Talk show host Glenn Beck is pursuing the owner of the domain name glennbeckrapedandmurderedayounggirlin1990.com, charging trademark violations and claiming rights to the domain. Now, the anonymous owner responds, telling an arbiter that “only an abject imbecile” could mistake the site for one of Beck’s own.
From http://tinyurl.com/yehqhab
(Had to change the URL. This was blacklisted)

Glennbeckrapedandmurderedayounggirlin1990.com turns out to be run by one Isaac Eiland-Hall. Eiland-Hall had discovered a Fark thread in which commenters picked up on a Gilbert Gottfried routine about Bob Saget raping and murdering a teenaged girl (it’s, er, a bit funnier in context than it sounds [NSFW]). They adapted it for Beck to highlight what they perceived as his habit of forcing people to explain away completely baseless charges—as when Beck interviewed Muslim Congressman Keith Ellison (D-MN) and opened with this gem: “And I have to tell you, I have been nervous about this interview because what I feel like saying is, sir, prove to me that you are not working with our enemies. And I know you’re not. I’m not accusing you of being an enemy. But that’s the way I feel, and I think a lot of Americans will feel that way.”

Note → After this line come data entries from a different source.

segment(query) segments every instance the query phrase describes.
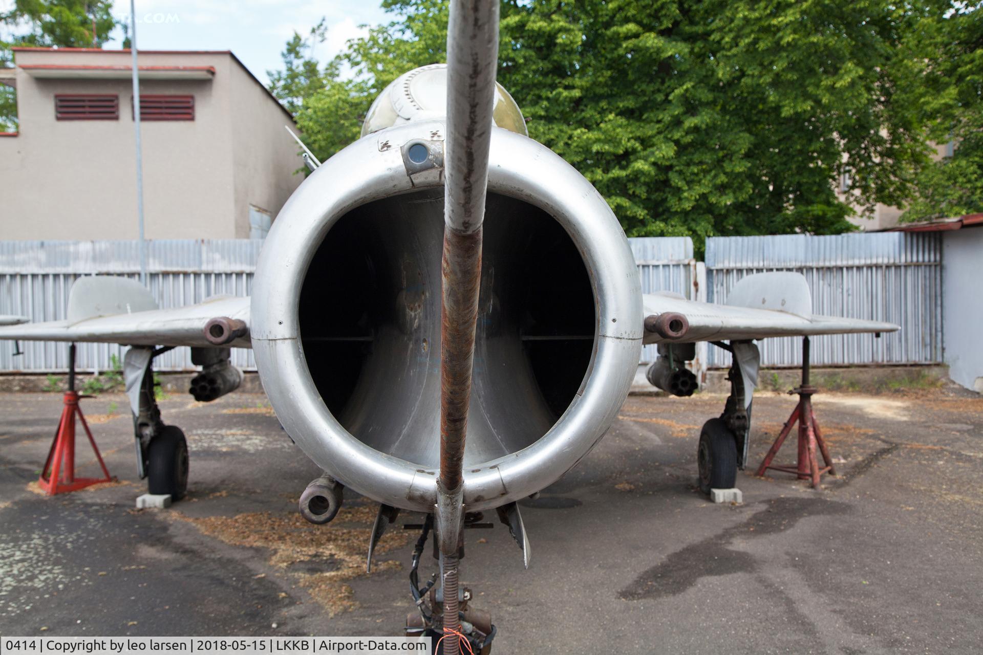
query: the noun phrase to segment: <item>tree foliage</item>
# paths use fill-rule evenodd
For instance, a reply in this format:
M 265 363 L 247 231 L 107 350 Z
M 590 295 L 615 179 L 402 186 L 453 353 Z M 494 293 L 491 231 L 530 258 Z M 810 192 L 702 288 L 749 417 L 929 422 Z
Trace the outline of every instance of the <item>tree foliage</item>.
M 929 161 L 924 26 L 948 6 L 502 0 L 498 81 L 629 236 L 832 234 L 913 193 Z M 319 157 L 392 80 L 445 60 L 446 2 L 383 7 L 393 21 L 350 41 L 298 110 Z
M 949 9 L 948 7 L 946 9 Z M 926 76 L 925 119 L 937 143 L 952 153 L 924 167 L 904 221 L 983 211 L 983 11 L 960 4 L 937 13 L 922 27 Z

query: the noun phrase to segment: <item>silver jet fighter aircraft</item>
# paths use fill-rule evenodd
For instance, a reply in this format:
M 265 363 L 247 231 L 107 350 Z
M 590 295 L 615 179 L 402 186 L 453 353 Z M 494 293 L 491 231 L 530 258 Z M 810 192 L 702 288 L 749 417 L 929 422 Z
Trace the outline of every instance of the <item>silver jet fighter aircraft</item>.
M 497 12 L 451 2 L 447 65 L 385 88 L 362 137 L 298 188 L 263 245 L 252 299 L 158 309 L 139 284 L 90 277 L 73 288 L 67 320 L 0 328 L 3 339 L 131 346 L 139 465 L 151 492 L 176 497 L 187 447 L 153 401 L 154 355 L 190 347 L 202 366 L 192 393 L 212 400 L 242 378 L 229 349 L 252 348 L 284 428 L 324 471 L 302 496 L 304 516 L 330 520 L 344 487 L 379 503 L 371 563 L 400 510 L 426 514 L 421 541 L 433 528 L 441 577 L 417 585 L 419 543 L 410 628 L 479 646 L 493 628 L 458 589 L 462 528 L 496 511 L 528 566 L 516 502 L 604 436 L 643 343 L 665 346 L 650 377 L 671 389 L 688 344 L 731 342 L 750 389 L 751 340 L 897 329 L 812 315 L 791 274 L 748 277 L 728 305 L 643 297 L 613 212 L 528 136 L 495 82 Z M 444 652 L 458 647 L 445 639 Z

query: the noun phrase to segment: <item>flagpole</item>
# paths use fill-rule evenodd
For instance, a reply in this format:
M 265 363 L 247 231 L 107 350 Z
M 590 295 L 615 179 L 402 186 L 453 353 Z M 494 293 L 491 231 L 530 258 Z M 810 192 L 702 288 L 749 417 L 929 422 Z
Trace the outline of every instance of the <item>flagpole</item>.
M 137 10 L 130 0 L 130 52 L 133 53 L 133 126 L 137 136 L 137 220 L 140 226 L 140 282 L 146 285 L 146 240 L 144 238 L 144 154 L 140 139 L 140 69 L 137 66 Z

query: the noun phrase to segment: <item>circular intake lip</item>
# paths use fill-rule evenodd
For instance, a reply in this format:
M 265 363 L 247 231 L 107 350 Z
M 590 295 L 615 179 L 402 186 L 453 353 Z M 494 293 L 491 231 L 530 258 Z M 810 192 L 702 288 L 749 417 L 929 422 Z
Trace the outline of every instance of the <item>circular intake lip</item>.
M 356 206 L 415 189 L 399 147 L 434 127 L 442 124 L 411 123 L 370 135 L 301 185 L 263 245 L 251 316 L 263 386 L 296 443 L 345 486 L 376 502 L 421 512 L 433 511 L 436 470 L 376 451 L 338 423 L 304 357 L 298 305 L 308 266 L 334 222 Z M 381 149 L 382 142 L 389 145 Z M 556 423 L 527 448 L 465 470 L 465 503 L 474 511 L 540 491 L 587 455 L 627 395 L 642 344 L 637 268 L 600 193 L 549 149 L 504 130 L 492 130 L 490 164 L 489 191 L 540 207 L 574 242 L 591 278 L 597 330 L 584 383 Z

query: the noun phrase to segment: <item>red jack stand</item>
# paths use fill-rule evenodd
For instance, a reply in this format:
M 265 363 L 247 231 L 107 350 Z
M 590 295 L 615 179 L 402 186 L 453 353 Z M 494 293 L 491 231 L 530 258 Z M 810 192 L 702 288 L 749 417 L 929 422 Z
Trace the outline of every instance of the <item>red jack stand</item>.
M 48 458 L 44 461 L 41 477 L 37 480 L 38 486 L 48 496 L 77 491 L 99 482 L 112 482 L 114 479 L 109 476 L 106 464 L 102 462 L 102 456 L 92 438 L 92 432 L 88 429 L 88 423 L 86 422 L 86 417 L 82 414 L 82 409 L 79 407 L 79 399 L 92 397 L 80 396 L 75 392 L 75 344 L 69 348 L 69 390 L 65 392 L 65 409 L 62 409 L 55 440 L 48 450 Z M 86 429 L 88 443 L 92 446 L 92 452 L 95 453 L 95 459 L 99 461 L 99 466 L 102 467 L 102 474 L 105 477 L 75 476 L 75 418 L 77 415 L 82 421 L 82 426 Z
M 816 489 L 819 488 L 820 475 L 823 473 L 836 475 L 837 471 L 833 467 L 830 451 L 826 447 L 823 433 L 820 432 L 819 423 L 816 422 L 816 414 L 812 410 L 812 396 L 816 393 L 816 388 L 809 385 L 809 337 L 803 337 L 802 339 L 802 386 L 798 389 L 792 389 L 788 393 L 798 394 L 798 405 L 792 409 L 792 415 L 788 417 L 784 427 L 781 428 L 779 438 L 772 444 L 772 448 L 768 451 L 768 455 L 765 456 L 761 465 L 758 466 L 758 472 L 755 475 L 764 475 L 767 469 L 773 468 L 786 473 L 794 473 L 802 480 L 811 479 L 812 487 Z M 797 464 L 794 466 L 772 465 L 772 460 L 775 459 L 779 449 L 781 448 L 781 444 L 784 443 L 785 437 L 791 432 L 792 425 L 796 421 L 799 424 Z M 819 466 L 819 461 L 816 459 L 817 447 L 823 455 L 823 461 L 826 463 L 826 465 L 822 468 Z

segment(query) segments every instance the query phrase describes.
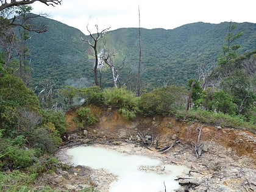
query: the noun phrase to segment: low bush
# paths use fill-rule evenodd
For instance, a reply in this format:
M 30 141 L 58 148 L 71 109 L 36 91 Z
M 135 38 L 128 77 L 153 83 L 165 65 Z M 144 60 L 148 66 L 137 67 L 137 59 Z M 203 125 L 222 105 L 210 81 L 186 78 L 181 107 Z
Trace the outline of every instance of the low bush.
M 185 108 L 187 91 L 176 86 L 155 89 L 141 95 L 140 107 L 144 116 L 166 116 Z
M 103 102 L 112 109 L 118 109 L 122 115 L 127 119 L 133 118 L 139 112 L 140 98 L 125 88 L 106 88 L 103 91 Z
M 80 107 L 76 110 L 78 120 L 82 123 L 82 126 L 91 125 L 98 121 L 96 115 L 93 114 L 90 108 Z
M 65 114 L 61 111 L 54 110 L 42 110 L 43 121 L 42 123 L 46 127 L 49 127 L 50 130 L 54 132 L 60 136 L 63 135 L 66 131 L 66 123 L 65 119 Z M 51 128 L 51 126 L 54 127 Z
M 215 113 L 207 110 L 190 110 L 188 111 L 177 110 L 175 117 L 182 121 L 198 121 L 210 125 L 246 129 L 252 132 L 256 131 L 256 125 L 246 121 L 244 117 L 241 115 L 230 115 L 221 112 Z

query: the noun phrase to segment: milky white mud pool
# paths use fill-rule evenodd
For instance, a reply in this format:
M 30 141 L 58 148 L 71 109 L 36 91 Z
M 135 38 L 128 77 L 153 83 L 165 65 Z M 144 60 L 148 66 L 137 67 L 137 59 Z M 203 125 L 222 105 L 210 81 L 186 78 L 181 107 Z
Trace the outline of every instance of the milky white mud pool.
M 68 149 L 70 163 L 93 169 L 104 169 L 118 176 L 110 192 L 174 191 L 180 186 L 174 179 L 186 171 L 182 166 L 165 165 L 160 160 L 124 154 L 98 146 Z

How better to give Beck a taste of his own medicine than by wondering publicly why he has never addressed the rumor that he raped and murdered a young girl in 1990? No one’s saying that Beck really did it… but if he has nothing to hide, why won’t he deny the tale?
You get the idea. Eiland-Hall thought this was genius (“It just felt right,” he told Ars a couple weeks ago) and set up his own website to give the burgeoning meme its own homepage. The site went up on September 1 and had a huge spike of initial interest—it served more than 120,000 page loads in the first 24 hours. By September 3, lawyers for Beck’s media company, Mercury Radio Arts, tried to have the domain name deleted by the registrar (they failed) and also took their case to WIPO, which mediates domain name disputes.
When we spoke to Eiland-Hall earlier, he was unsure about unmasking himself by replying to the WIPO complaint, which meant that he would soon lose the domain name. In the three weeks since, however, he changed his mind and found himself a lawyer named Marc Randazza. Randazza dropped us a line today with a copy of his response to Beck’s complaint, and boy, is it something… unique.
The reply opens by pointing out that domain name disputes aren’t designed to “resolve all Internet-related grievances.” Beck might be unhappy about the domain name and the site content, but he can’t use WIPO to prove defamation. The domain name dispute process is generally used to prevent cybersquatters from sitting on trademarked terms, and it generally applies only when there is both commercial intent and the real possibility of consumer confusion.